All that I am anxious to do is to persuade Labour Members from now on in their undoubtedly equally ineffective debating, they avoid methods of campaigning which frighten innocent members of the public.

Mr. Winterton

While I accept the assurances of my right hon. and learned Friend, before he finishes his speech on this amendment, will he pay tribute to the pharmaceutical industry of the United Kingdom, which has played a major role in the balance of payments, provided employment and has always been responsible? It has made a major contribution to improving the health of people in the United Kingdom. Furthermore, does he agree that a majority of doctors has always prescribed responsibly? If my right hon. and learned Friend's assurances are to carry weight, he must ensure that the good work of the pharmaceutical industry and doctors can continue.

Mr. Clarke

I hesitated to give way to my hon. Friend because he is a persistent critic of mine and he has only just come in to the Chamber. I was trying to shorten the debate. However, I gladly agree with all the points that he made. The pharmaceutical industry took no part in last summer's campaign. All the people I know in the pharmaceutical industry are in favour or responsible prescribing. No one in the industry makes a case for wasteful and unnecessary prescribing.

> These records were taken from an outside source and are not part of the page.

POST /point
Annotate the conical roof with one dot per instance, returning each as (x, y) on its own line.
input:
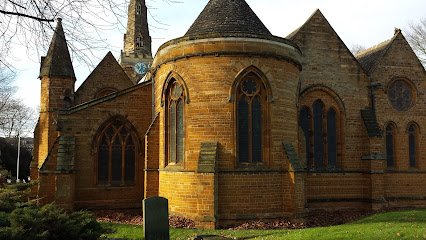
(228, 16)
(57, 61)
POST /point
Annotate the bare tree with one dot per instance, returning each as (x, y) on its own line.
(15, 117)
(416, 36)
(30, 23)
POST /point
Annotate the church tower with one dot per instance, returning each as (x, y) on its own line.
(136, 56)
(57, 93)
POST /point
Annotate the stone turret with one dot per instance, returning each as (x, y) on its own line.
(137, 42)
(57, 93)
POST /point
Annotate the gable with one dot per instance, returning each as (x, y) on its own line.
(326, 59)
(400, 56)
(106, 78)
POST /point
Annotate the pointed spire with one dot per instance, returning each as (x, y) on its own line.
(57, 61)
(228, 16)
(137, 38)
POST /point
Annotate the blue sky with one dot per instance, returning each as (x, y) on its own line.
(363, 22)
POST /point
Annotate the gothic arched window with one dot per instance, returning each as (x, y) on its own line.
(115, 155)
(138, 9)
(321, 120)
(251, 122)
(412, 145)
(175, 122)
(331, 138)
(318, 134)
(390, 145)
(305, 124)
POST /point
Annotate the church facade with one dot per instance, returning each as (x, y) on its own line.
(232, 123)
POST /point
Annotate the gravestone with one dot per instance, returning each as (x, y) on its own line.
(156, 218)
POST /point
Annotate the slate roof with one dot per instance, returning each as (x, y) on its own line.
(57, 61)
(369, 57)
(228, 16)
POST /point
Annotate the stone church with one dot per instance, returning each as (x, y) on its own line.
(231, 123)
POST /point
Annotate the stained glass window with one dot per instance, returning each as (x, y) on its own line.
(318, 134)
(305, 123)
(175, 116)
(390, 135)
(116, 155)
(250, 120)
(331, 138)
(412, 135)
(243, 131)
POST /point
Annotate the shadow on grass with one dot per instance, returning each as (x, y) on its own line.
(218, 237)
(396, 217)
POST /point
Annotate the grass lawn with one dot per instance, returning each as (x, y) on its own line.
(409, 224)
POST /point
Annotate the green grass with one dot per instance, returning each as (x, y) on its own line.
(409, 224)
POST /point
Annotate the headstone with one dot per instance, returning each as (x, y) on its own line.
(156, 218)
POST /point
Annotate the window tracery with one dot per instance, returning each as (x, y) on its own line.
(251, 121)
(115, 155)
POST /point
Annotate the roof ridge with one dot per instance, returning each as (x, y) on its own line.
(292, 34)
(373, 48)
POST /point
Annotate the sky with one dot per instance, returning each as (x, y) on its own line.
(363, 22)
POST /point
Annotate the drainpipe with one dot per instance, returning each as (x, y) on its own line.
(373, 97)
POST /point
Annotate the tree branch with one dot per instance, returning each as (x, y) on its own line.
(27, 16)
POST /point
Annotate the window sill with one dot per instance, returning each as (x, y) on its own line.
(251, 167)
(115, 185)
(173, 167)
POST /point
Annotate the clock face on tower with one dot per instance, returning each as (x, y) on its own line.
(140, 68)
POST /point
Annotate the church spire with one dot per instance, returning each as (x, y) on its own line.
(137, 38)
(136, 56)
(57, 61)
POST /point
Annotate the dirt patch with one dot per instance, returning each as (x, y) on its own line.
(316, 218)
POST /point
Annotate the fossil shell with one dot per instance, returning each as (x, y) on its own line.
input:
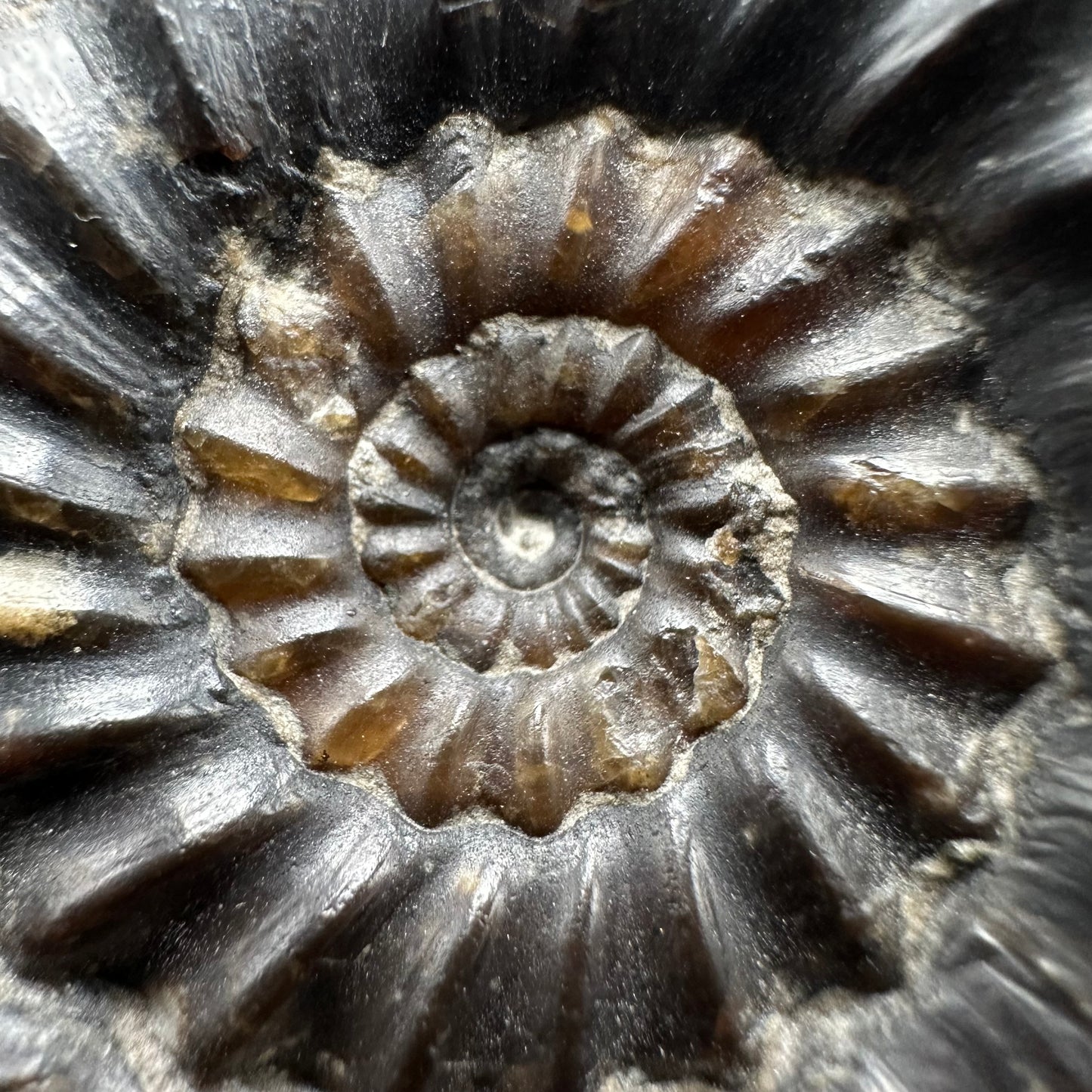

That is true of the vast majority of doctors. Last year many of them used leaflets that told a lot of lies about the scheme and frightened many of their patients. A majority of doctors put excessive faith in the accuracy of the literature that they are provided with by the BMA. The leaflets and the allegations have completely disappeared. This minor drafting amendment puts that chapter behind us. Responsible doctors and other responsible people connected with the industry are in favour of spending as much on drugs as is necessary—no more and no less. We are introducing a scheme that will enable us to implement that desire. The Labour party always pays lip service to that, but in its actions and campaigns it does everything possible to undermine every attempt to get NHS prescribing costs under control.

Question put and agreed to.

Lords amendments Nos. 15 to 20 agreed to, one with Special Entry.